Mr. Dai Havard (Merthyr Tydfil and Rhymney) (Lab): My hon. Friend explained that there would be an iterative process through which we would end up with an Order in Council before Parliament. At that point, we would presumably discuss it as parliamentarians, so would there be a whipped vote or a free vote?
Nick Ainger: I speak as a former member of the Whips Office. The Secretary of State would be laying a Government order, so I would expect my hon. Friends to follow the Secretary of State's suggestion of supporting it.
We have had a long exchange on the detail of amendment No. 161. The hon. Member for Beaconsfield raised several points when he spoke to amendment No. 162, so it is worth putting our thinking on record. Amendment No. 162 would remove the protection afforded to an Assembly Measure against legal challenge on the ground of a procedural invalidity in the proceedings of the Assembly that led to its enactment. The Bill provides for the legal separation of the Assembly Government from the Assembly, as is the case here, in the Northern Ireland Assembly and in the Scottish Parliament.
The Assembly should not be impeded in its primary function of making legislation by legal challenges, some of which could be wholly spurious and based on a technical invalidity during proceedings. In respect of Parliament, that principle is enshrined in article 9 of the Bill of Rights, which provides that freedom of speech, debates and proceedings in Parliament ought not to be impeached or questioned in any court or place outside Parliament. It is also reflected in respect of the Scottish Parliament in section 28(5) of the Scotland Act 1998, and in respect of the Northern Ireland Assembly in section 5(5) of the Northern Ireland Act 1998. Clause 92(3) and the equivalent Measure in clause 106(3), which relates to Acts of the Assembly, will put the Assembly on the same footing as Parliament, the Northern Ireland Assembly and the Scottish Parliament.

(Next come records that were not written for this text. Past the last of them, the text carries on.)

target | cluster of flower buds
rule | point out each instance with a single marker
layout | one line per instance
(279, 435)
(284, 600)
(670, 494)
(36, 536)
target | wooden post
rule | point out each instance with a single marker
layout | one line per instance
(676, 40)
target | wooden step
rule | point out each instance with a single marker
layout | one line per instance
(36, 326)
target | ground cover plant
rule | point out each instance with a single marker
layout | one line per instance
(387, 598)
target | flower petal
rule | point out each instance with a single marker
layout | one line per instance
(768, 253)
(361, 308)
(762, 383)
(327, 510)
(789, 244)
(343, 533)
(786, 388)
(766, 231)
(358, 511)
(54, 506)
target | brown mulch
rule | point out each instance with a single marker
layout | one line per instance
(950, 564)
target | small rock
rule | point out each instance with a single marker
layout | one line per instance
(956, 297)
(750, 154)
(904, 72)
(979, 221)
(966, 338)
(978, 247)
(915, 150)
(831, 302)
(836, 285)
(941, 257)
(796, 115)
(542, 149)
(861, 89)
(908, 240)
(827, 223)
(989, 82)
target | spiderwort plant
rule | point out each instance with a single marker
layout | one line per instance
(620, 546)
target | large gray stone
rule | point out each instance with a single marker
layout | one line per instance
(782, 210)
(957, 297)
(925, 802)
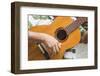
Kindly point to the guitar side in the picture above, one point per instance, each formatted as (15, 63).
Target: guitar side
(34, 52)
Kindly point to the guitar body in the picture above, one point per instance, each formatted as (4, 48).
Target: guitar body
(34, 52)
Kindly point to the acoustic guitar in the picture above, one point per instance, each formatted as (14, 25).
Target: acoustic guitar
(64, 29)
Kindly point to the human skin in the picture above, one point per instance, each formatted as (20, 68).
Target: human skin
(49, 41)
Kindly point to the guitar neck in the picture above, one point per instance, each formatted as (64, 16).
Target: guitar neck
(75, 24)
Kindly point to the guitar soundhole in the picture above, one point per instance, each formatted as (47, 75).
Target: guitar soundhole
(61, 34)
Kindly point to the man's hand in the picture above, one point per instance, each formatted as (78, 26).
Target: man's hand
(50, 42)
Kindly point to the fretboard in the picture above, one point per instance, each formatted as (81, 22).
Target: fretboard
(75, 24)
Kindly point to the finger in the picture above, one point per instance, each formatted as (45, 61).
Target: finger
(59, 45)
(54, 50)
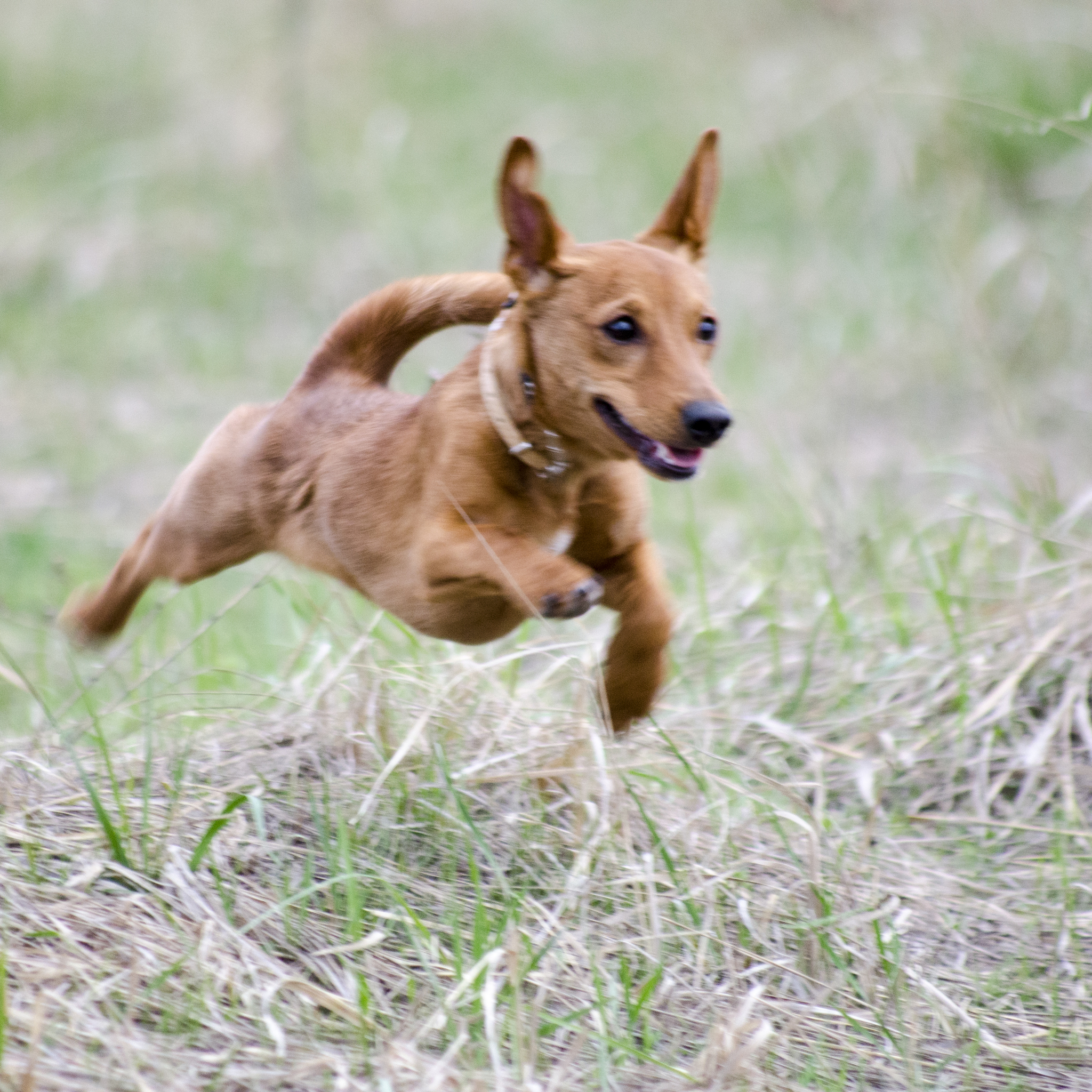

Mr. John Gummer (Suffolk, Coastal) (Con): If the principle is as obvious as the Minister suggests, why was it not thought necessary when the original Government of Wales Act 1998 was passed? If such a provision is now thought necessary, what has changed? Why was it originally thought that the position should be different from that of Scotland and Northern Ireland, but now thought obvious that the situation should be the same?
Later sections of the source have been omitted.